If small, clean-diesel vehicles appear on the market, they could give gasoline-hybrids a run for their money. Fuel economy ratings of 40 miles per gallon are typical for diesels. Although diesel engines typically cost more than gasoline engines, the difference is not as high as the cost of a hybrid powertrain. According to the Energy Policy Act of 2005, tax incentives similar to those available for hybrids will be available for clean-diesel cars and trucks. The incentives range from $250 to $3,400 per vehicle and are based upon the fuel economy increases compared to the average fuel economy of 2002 vehicles in the same weight class. As with the hybrid tax credits, the incentives apply to the first sixty thousand vehicles sold by the manufacturer and are gradually reduced thereafter.

It is not yet clear what impact ULSD and clean-diesel vehicles will have on the biodiesel industry. One positive outcome is that most of the existing diesel engines have to be redesigned, and considerations for using biodiesel blends are being incorporated into these designs. This includes eliminating the use of materials that are incompatible with biodiesel, such as copper. It is expected that a two percent biodiesel blend (B2) will also be common in ULSD because it returns the lubricity properties that were removed in the sulfur-removal process. Additionally, the increased price of ULSD will make biodiesel slightly more competitive. Currently, a $1 per-gallon tax credit exists on B100 biodiesel, with the tax credit on blended biodiesel proportional to the amount of biodiesel in it. Because of this tax credit, biodiesel is already cheaper in some markets than standard diesel fuel.

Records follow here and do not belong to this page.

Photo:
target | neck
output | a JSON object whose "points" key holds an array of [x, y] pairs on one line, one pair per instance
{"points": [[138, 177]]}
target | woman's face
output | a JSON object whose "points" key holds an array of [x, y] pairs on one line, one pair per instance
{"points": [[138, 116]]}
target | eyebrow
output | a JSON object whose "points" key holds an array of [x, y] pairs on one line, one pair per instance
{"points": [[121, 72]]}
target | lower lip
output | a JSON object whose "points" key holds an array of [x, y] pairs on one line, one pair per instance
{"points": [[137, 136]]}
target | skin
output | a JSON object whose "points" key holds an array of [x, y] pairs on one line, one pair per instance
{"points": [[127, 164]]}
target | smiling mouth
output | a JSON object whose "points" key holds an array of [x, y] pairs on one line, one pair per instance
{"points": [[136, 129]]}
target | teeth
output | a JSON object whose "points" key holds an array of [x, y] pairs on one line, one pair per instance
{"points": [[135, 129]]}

The National Biodiesel Board cites one of the drawbacks of using biodiesel in a conventional diesel engine as it usually producing slightly more NOx than regular diesel fuel. The use of a catalyst system on clean-diesel vehicles will allow the NOx to be neutralized into nitrogen and water, thus negating the problem. This will address the concerns of using biodiesel in EPA non-attainment areas. Besides still burning cleaner than ULSD, biodiesel is a renewable fuel source, and ULSD is obviously not.

One downside of ULSD for the biodiesel industry is that consumers may perceive ULSD as being an environmentally friendly fuel, and not go to the trouble of trying to find a biodiesel pump or paying more if ULSD is cheaper. As it will take a few years for manufacturers to phase-in clean-diesel vehicles, the number of diesel-powered cars available on the market will have a short-term decrease. But, as the demand for biodiesel is currently greater than the supply, this should not have any effect on the biodiesel industry. Also, concerns about running high blends of biodiesel in an engine without the explicit consent of the manufacturer may be amplified by the more complex and expensive injector and catalyst systems.